In future work, we could employ our model to better understand disease states related to aerobic glycolysis. For example, in Alzheimer disease (AD), several studies show that areas of the normal human brain with elevated aerobic glycolysis are nearly identical to those that accumulate amyloid and exhibit atrophy and disrupted metabolism in AD (Buckner et al., 2005; Vlassenko et al., 2010). It has therefore been suggested that there might be a link between dependence on aerobic glycolysis and AD. It would be interesting to employ our model to assess the extent to which microvascular dysfunction such as it has been reported in AD and parameters such as OGI are related.

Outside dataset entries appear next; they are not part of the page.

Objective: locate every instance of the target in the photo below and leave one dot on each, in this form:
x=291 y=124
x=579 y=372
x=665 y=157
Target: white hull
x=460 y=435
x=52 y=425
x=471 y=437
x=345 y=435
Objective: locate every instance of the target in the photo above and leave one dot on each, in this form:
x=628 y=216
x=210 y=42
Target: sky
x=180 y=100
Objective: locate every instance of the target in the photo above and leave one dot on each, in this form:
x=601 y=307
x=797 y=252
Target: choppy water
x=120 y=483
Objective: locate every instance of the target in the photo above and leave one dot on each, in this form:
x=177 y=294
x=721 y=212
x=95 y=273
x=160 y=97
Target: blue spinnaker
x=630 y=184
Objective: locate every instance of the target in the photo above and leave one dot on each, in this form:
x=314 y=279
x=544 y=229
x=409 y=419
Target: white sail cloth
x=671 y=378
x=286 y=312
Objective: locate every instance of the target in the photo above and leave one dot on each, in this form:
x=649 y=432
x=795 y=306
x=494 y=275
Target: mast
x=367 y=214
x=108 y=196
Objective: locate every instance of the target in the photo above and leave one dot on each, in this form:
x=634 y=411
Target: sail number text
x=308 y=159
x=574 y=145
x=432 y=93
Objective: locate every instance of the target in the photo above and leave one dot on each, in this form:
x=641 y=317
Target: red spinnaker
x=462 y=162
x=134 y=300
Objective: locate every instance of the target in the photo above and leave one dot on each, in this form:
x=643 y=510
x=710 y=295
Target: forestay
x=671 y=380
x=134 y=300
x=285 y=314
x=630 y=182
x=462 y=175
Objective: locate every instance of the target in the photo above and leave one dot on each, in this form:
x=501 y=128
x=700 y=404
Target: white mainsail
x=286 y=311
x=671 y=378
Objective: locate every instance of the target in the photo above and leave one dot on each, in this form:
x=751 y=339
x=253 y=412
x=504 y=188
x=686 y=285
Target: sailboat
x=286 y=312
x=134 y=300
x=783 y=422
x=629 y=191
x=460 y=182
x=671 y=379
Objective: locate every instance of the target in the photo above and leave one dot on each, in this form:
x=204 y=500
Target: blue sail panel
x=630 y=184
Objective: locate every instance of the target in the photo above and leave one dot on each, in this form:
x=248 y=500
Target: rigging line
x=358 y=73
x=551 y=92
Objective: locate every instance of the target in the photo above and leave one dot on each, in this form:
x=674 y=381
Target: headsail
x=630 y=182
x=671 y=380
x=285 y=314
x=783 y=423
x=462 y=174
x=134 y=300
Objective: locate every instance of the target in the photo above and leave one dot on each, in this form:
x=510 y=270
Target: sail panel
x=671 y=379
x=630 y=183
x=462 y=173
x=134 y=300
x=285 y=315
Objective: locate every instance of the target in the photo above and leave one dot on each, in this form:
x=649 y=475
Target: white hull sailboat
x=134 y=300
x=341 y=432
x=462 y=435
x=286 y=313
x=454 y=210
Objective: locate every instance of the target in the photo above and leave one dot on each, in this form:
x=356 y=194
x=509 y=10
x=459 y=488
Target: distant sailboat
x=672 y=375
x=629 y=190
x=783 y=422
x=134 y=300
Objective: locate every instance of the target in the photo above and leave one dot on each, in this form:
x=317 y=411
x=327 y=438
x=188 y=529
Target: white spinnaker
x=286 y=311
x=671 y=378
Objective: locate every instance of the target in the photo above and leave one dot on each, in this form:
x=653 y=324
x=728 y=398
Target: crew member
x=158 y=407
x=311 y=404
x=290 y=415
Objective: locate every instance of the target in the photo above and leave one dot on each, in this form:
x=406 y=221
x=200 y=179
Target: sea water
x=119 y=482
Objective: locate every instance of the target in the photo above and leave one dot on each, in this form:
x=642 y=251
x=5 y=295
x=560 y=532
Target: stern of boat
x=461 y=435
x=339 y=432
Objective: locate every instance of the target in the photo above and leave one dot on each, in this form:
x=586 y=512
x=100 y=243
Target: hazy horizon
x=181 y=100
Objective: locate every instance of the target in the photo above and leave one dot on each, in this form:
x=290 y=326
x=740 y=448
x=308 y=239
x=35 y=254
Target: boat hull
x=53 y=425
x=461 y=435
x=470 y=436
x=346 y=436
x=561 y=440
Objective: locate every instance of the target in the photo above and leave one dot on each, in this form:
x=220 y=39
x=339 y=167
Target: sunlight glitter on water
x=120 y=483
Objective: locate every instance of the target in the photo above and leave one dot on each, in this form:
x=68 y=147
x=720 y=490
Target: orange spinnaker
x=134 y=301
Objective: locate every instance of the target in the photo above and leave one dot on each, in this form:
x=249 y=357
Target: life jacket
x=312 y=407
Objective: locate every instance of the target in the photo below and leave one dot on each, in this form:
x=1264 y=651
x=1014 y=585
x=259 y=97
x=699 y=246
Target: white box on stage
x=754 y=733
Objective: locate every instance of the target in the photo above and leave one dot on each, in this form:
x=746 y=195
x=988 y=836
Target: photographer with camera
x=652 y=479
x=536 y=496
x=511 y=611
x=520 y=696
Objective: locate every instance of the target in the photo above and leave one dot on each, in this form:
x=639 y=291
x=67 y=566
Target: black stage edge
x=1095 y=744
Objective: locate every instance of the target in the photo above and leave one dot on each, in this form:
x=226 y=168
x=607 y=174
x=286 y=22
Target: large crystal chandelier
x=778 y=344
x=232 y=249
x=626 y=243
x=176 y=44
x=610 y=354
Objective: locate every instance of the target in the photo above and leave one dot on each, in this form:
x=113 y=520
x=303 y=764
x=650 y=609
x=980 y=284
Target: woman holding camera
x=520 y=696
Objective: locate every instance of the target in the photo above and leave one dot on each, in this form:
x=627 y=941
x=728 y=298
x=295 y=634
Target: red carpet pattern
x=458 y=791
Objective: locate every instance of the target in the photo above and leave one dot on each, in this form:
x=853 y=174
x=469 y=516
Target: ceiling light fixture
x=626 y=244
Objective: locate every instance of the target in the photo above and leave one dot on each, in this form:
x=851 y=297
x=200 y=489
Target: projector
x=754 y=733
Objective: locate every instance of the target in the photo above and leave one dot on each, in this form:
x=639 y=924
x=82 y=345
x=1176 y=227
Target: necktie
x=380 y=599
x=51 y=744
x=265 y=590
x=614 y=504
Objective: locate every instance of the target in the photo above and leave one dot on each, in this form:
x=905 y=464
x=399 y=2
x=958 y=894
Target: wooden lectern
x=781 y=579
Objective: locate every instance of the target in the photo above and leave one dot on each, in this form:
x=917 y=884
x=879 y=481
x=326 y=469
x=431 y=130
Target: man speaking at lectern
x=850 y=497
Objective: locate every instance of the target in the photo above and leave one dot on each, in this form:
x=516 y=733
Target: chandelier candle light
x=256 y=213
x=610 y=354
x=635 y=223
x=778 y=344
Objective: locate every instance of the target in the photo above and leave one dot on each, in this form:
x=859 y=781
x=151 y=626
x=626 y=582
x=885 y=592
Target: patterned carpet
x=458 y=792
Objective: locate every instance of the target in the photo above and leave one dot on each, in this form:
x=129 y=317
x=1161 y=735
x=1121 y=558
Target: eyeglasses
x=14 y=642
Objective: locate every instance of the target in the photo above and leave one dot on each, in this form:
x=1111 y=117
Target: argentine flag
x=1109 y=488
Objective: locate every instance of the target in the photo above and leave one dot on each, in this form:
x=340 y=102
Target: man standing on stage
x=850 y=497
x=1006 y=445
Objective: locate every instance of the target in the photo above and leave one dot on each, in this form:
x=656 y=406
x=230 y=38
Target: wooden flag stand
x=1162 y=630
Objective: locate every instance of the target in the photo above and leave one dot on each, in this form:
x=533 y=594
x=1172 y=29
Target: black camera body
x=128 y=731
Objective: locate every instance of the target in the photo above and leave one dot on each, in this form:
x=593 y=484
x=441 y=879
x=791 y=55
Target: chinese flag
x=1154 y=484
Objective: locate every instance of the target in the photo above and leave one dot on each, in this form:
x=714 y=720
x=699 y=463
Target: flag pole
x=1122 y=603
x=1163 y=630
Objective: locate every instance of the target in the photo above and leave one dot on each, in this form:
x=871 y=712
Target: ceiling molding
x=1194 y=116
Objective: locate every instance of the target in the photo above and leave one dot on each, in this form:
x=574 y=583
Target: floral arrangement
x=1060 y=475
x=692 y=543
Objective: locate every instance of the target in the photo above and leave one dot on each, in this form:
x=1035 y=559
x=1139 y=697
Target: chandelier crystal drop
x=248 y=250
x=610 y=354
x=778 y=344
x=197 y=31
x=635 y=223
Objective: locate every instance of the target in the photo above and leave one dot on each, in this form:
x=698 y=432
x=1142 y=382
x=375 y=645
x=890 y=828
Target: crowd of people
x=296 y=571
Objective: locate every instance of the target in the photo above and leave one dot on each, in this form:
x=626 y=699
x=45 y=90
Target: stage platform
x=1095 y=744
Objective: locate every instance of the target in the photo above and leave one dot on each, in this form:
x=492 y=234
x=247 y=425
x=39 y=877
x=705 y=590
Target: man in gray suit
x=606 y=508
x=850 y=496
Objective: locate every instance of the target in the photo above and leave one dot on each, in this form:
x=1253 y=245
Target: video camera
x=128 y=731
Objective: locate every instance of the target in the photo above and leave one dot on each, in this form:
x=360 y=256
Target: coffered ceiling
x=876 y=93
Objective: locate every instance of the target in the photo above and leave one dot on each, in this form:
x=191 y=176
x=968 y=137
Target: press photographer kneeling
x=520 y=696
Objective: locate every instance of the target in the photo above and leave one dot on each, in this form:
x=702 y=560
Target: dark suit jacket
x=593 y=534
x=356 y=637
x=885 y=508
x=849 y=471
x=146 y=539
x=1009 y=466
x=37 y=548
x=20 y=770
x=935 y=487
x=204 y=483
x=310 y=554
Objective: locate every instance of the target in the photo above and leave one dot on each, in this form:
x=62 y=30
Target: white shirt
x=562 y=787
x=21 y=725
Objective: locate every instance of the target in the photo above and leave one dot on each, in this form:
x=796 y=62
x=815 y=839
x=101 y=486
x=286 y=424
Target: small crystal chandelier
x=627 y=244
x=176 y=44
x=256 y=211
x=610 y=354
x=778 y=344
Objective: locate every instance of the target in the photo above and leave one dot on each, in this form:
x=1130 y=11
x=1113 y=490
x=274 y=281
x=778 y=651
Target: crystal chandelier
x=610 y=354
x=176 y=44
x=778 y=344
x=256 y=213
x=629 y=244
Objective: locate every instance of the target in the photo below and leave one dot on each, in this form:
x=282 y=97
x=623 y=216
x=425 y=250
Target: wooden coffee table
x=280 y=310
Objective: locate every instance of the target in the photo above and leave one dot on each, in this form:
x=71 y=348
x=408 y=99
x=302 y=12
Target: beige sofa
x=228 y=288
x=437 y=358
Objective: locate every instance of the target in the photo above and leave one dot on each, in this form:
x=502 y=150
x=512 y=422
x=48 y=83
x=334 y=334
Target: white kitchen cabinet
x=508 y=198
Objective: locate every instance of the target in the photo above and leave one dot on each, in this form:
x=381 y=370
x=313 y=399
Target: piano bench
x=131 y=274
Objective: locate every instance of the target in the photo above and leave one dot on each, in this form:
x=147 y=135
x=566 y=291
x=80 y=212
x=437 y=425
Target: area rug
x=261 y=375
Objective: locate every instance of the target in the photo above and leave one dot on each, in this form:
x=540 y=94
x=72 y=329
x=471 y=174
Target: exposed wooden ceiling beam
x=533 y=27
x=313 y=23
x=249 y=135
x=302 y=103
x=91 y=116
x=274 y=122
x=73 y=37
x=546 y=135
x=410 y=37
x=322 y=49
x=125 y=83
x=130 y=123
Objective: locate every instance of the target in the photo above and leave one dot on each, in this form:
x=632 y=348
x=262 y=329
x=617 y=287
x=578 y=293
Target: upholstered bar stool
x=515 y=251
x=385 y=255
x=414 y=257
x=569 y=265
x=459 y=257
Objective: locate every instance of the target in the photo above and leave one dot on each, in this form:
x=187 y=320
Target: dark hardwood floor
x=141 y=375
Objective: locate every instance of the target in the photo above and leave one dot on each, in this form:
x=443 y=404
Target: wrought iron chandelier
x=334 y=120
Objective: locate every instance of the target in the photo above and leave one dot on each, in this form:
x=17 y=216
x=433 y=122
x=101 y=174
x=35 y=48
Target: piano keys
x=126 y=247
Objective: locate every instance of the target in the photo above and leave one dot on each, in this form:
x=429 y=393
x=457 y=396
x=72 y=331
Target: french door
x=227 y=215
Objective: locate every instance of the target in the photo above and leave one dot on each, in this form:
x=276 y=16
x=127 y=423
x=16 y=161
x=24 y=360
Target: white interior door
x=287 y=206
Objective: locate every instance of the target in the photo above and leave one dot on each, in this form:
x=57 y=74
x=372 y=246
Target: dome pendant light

Calibration of the model parameters

Our model involves several parameters to describe glucose transport. We calibrated most of the parameters with values from the literature. However, the parameters derived in different studies are not easy to compare, because they involve several kinetic models, such as irreversible and reversible Michaelis-Menten kinetics. Choi et al. (2001) made a comparison between parameter values derived when assuming reversible and irreversible Michaelis-Menten, respectively, in human and in rats, while Cunningham et al. (1986) made such as comparison in rats only. Although the parameters of the reversible Michaelis-Menten model take lower values than the non-reversible version, there is no general relation between them. Some studies have included a non-saturable component, often called Kd, making the comparison between parameters even more difficult. Based on four studies, we applied our model to rats and to humans, using reversible Michaelis-Menten kinetics, in particular to assess how our results depend on a particular choice of parameters. Anesthetics affect the cerebral metabolic rate of glucose (see for example Choi and Gruetter, 2012) and therefore the relationship between glucose concentration in plasma and tissue. While calibrating SR, we had to rely on previous studies using reversible Michaelis-Menten kinetics in anesthetized rats (Cunningham et al., 1986; Choi et al., 2001). Choi et al. (2001), however, determined vmax_t/CMRglc ratio rather than vmax_t alone. Provided that anesthesia impacts metabolism rather than glucose transport across the BBB itself, the parameter vmax_t is in principle unaffected by the effects of anesthesia. This is in contrast to the second study (Cunningham et al., 1986), where vmax_t is determined independently of CMRglc. As discussed by Cunningham and colleagues', the value determined for vmax_t would have been higher if the experiment had been performed on unanesthetized animals. Our study may therefore have underestimated vmax_t in parameter set SR, and thus the CMRglc predicted for rats. Note that parameter set SH was based on data from unanesthetized volunteers and the corresponding CMRglc predictions thus apply to awake humans.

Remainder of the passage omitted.